I never look at the weather before I leave the house. It’s a terrible habit I picked up while living in Los Angeles. In LA, the weather just never changes. Today’s weather report in Hell: 72 degrees and sunny, just like every other day. Sure, there are a couple of rainy days in January. But just looking out the window you can tell what the weather will be like for at least the next 48 hours. Besides, everyone drives. So even if it does rain, everyone has an umbrella (along with a sweatshirt and rollerblades) in the trunk just for emergencies. In fact, the flat line weather is such a cliché in Southern California that Steve Martin made it a significant plot point in L.A. Story. It is for this reason that I was caught unawares by the rain in Manhattan tonight on my way home.
Earlier in the day, when I was frantically tearing the house apart looking for my iPod so I could rip Britney’s terrific new CD into it, I noticed my umbrella sitting on the sideboard in my dining room. It came into focus as if a piece of crucial evidence in a Hitchcock movie: a folded newspaper on a motel room nightstand, the flicker of a lighter in a pair of eyeglasses, and now my umbrella lying dormant under a window, a cloudy sky foreshadowing in the background. But I ignored the umbrella to pursue my missing MP3 player. It turns out the iPod was in my backpack all along, right where my umbrella had been until I tossed it out after wearily carrying it around for two unpredictably dry months.
Today I wore my favorite grey wool coat that I picked up last fall at the Barney’s Warehouse Sale. It is a short, fitted jacket that makes me feel like one of the Von Trapp boys in The Sound of Music, my tribute to Gwen Stefani and her “Wind It Up” video. Unfortunately only an old sheep dog smells worse wet than a wool coat. So I ran as quickly as I could through the rain, Britney’s ridiculously hot “Toy Soldier” song urging me along, as I wove a delicate race between umbrella-carrying tourists and the dangerously slippery metal grates strewn about the sidewalks like land mines waiting to fell the unsuspecting with their cruel slickness. Diagram that sentence, bitch!
Britney and Los Angeles were both on my mind as I ran from Rockefeller Center to Grand Central Station. Earlier in the day, Michelle Collins emailed me to let me know that she had quoted me on her Best Week Ever blog. Yesterday on the show, she was raving about Britney’s new album, although with the caveat that it was processed to the point that on some of the songs she sounds like Gwen Stefani. After hearing “Toy Soldier,” I said that it was as “processed as a Kraft single.” Michelle couldn’t believe that I made it up in the moment and expounded on the theory (even further in her blog entry about it), perfecting it for the audience. Her rabid enthusiasm drew me to the Virgin Megastore after the show last night to experience Britney’s collective Blackout for myself. And Michelle is right. It is good. Arguably, the best Britney album ever, especially given how utterly shitty most of her work is.

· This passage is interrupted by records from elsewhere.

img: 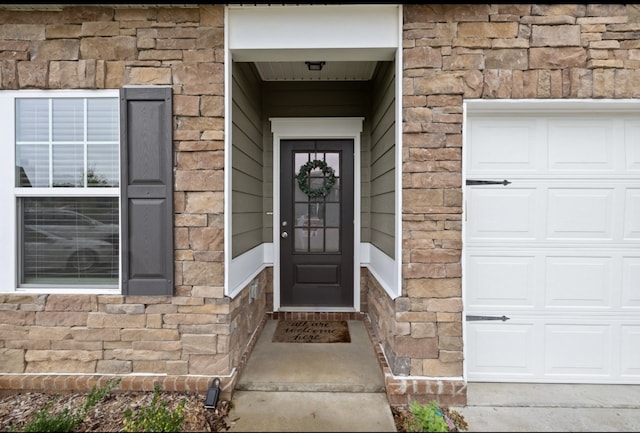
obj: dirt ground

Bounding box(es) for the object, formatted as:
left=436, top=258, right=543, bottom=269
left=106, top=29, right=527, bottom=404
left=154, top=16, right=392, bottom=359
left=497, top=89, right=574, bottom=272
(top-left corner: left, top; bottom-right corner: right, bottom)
left=0, top=392, right=231, bottom=432
left=0, top=392, right=407, bottom=432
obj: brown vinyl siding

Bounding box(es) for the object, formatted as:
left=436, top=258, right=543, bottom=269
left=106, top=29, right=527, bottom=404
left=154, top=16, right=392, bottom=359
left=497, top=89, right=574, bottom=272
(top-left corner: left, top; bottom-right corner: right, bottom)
left=370, top=62, right=396, bottom=258
left=231, top=63, right=264, bottom=258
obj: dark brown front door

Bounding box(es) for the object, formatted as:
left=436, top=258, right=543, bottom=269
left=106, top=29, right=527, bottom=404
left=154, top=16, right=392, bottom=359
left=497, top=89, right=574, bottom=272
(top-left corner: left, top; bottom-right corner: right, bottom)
left=280, top=140, right=354, bottom=309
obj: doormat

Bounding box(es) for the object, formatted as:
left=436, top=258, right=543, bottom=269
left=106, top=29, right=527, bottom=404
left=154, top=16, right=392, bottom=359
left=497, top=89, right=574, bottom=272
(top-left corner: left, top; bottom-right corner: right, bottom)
left=272, top=320, right=351, bottom=343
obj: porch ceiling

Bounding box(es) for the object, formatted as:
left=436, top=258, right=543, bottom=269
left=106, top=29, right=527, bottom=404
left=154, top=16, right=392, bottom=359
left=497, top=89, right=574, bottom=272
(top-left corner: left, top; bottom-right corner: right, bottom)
left=254, top=60, right=377, bottom=81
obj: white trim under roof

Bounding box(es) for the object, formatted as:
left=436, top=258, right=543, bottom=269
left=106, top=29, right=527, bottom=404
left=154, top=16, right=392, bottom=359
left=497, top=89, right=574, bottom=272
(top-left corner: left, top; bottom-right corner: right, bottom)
left=226, top=4, right=401, bottom=62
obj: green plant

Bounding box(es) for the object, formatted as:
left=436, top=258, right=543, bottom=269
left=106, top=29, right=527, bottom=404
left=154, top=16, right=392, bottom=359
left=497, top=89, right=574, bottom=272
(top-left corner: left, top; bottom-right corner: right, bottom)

I will be in Britney’s adopted town of Los Angeles this weekend. I read on PerezHilton.com that she has a new Mercedes SUV, which is good to know. If I see one coming, I will pull over immediately, like when an ambulance is going by. I am in town for my high school reunion. It’s been just over twenty years since I walked out of that school for the last time. It is strange for me to be going back this week since it is also the twentieth anniversary of my lost virginity. What does one give as a gift for that anniversary? A shop-worn, empty box?
All I really care about is looking better than everyone else who comes to the reunion, which is the only reason to go. I remember Cindy Crawford bringing her House of Style crew to her ten year high school reunion and thinking that there is no finer revenge, or better use of a television crew. No doubt her former classmates ran around telling everyone what good friends they had been with the supermodel, only to have those lies ripped to shreds right there on TV for everyone to see. Cindy confronted all of the popular girls who had been so mean to her, and cornered the boys who had refused to ask her out. And she killed them with kindness, a brand of torture porn the makers of the Saw movies could only aspire to. People were more relaxed at the Nuremburg trials. Cindy is my hero.
I don’t have a camera crew to follow me around, nor do I have a TV show. It is unlikely that anyone in my suburban LA high school would be impressed with my lowly satellite radio career. It’s not like I am in the movies or something, as most of them doubtlessly are, even if it is below the line. Then again, I still look pretty good for my age, mostly the product of vanity, no kids, and lots of product. I have a cute suit to wear and I am approximately the same weight I was in high school. Unfortunately, there isn’t anyone from my school that I care to torment. I wouldn’t mind seeing the guy I lost my virginity to. And our pompous class president. Neither of them came to the ten year reunion. Oh well. At least I will get a meal out of it, and a long weekend in Los Angeles. I hope it doesn’t rain though. I already packed nothing but shorts and t-shirts, and true to form, I didn’t bother to check the weather.